More fool you if you did because it looks like he was bang on the money, if you’ll excuse the phrase. Even ahead of the announcement of the next price cap, expected from industry regulator Ofgem on August 26, analysts were saying bills will indeed cross the £3000 threshold and reach a cap of £3582. Indeed last week energy consultants Cornwall Insight said thy expected the energy price cap to hit £4266 in January and stay there for the first quarter of 2023.

Back on the Newsnight sofa, Lewis was still talking. “Let’s be plain, it is going to be a very, very bleak winter,” he told Wark. “We are getting close – I have said this before – to a position of civil disobedience in this country … I just give a warning now, you cannot spend too long on this. We have a genuine catastrophic crisis hitting 10 million people potentially moving into severe levels of poverty. We haven’t got enough time.”

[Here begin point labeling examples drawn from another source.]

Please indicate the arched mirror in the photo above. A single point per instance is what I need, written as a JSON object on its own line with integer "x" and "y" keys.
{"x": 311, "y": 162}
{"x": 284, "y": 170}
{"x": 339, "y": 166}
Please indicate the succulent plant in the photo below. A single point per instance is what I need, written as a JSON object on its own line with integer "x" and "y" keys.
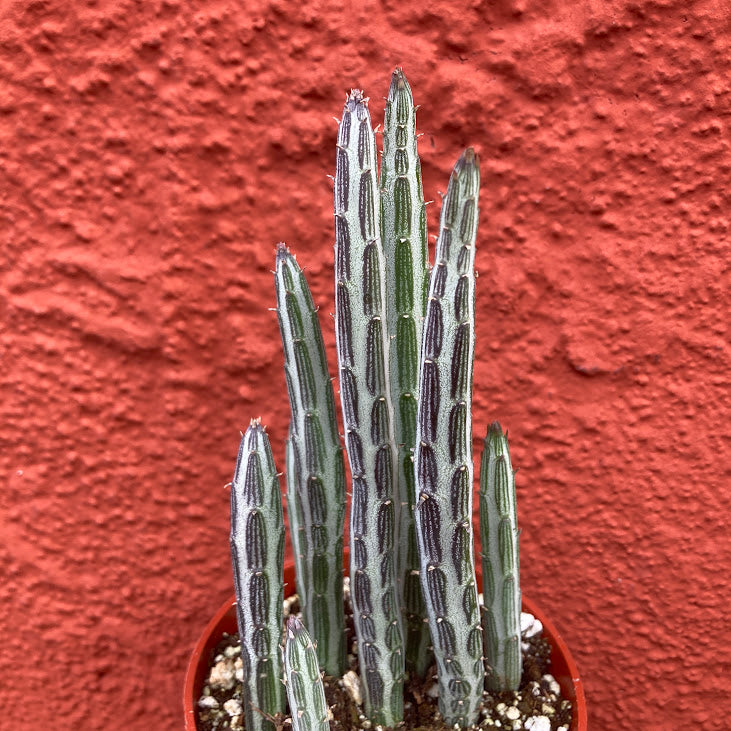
{"x": 404, "y": 237}
{"x": 405, "y": 349}
{"x": 257, "y": 556}
{"x": 443, "y": 456}
{"x": 315, "y": 470}
{"x": 302, "y": 679}
{"x": 500, "y": 564}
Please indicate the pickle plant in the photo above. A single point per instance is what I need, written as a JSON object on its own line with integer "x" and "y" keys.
{"x": 405, "y": 350}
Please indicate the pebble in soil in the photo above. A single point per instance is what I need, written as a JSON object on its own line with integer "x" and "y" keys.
{"x": 536, "y": 706}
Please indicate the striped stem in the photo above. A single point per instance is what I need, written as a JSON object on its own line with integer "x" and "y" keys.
{"x": 296, "y": 521}
{"x": 257, "y": 556}
{"x": 500, "y": 567}
{"x": 443, "y": 456}
{"x": 305, "y": 691}
{"x": 404, "y": 236}
{"x": 317, "y": 463}
{"x": 362, "y": 347}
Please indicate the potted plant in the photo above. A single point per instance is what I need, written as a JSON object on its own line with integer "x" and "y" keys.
{"x": 405, "y": 347}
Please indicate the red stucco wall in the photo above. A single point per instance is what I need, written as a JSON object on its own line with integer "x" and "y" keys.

Civil disobedience? Blimey.

Now here we are approaching the end of August and, yes, people are starting to panic. Martin Lewis has dropped a ‘Truth Bomb’, as some are calling it, and people are finally starting to take notice. Heads are slowly coming out of the sand and governmental bums are gradually plopping onto governmental chairs around governmental conference tables. Things are finally starting to happen.

Slowly, mind. Chancellor Nadhim Zahawi, who’s unlikely to still be in the job when the clocks go back, did meet with power companies late last week but nothing much came of it. There will be options, he said. They will be ready to go come October, he said. Deputy First Minister John Swinney, standing in for Kate Forbes during her maternity cover, was clearly frustrated. Pull your ******* finger out, he said. Or words to that effect. On Friday, meanwhile, The Herald revealed that energy consultant Auxilione is now estimating a typical use figure of £5038 kicking in from April. Kick being the operative word there. Frazer Scott of Energy Action Scotland is warning of “a humanitarian disaster” and there are fears that the number of excess deaths could be high.

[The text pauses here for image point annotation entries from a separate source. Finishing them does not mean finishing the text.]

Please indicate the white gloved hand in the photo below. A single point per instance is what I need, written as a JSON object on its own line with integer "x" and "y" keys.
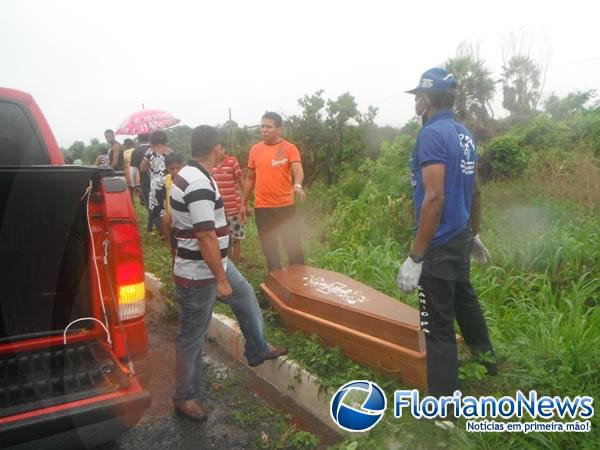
{"x": 480, "y": 253}
{"x": 408, "y": 276}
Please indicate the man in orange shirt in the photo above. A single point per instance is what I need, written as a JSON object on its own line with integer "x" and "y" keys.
{"x": 275, "y": 172}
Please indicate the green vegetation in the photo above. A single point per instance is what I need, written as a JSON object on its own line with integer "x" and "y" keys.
{"x": 540, "y": 294}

Prime Ministerial contenders Liz Truss and Rishi Sunak don’t seem to have heard much of this. Sure they pay lip service to the problem but they’re still too fixated on their no-holds-barred, war-on-woke Tory party cage fight to give it any head space. Which is why it has been left to Martin Lewis, the people’s consumer champion, to lead the charge and sound the alarm. This he has done regularly and stridently and in language which has veered into the agricultural from time to time.

Or that just me cheering him on and shouting at the telly?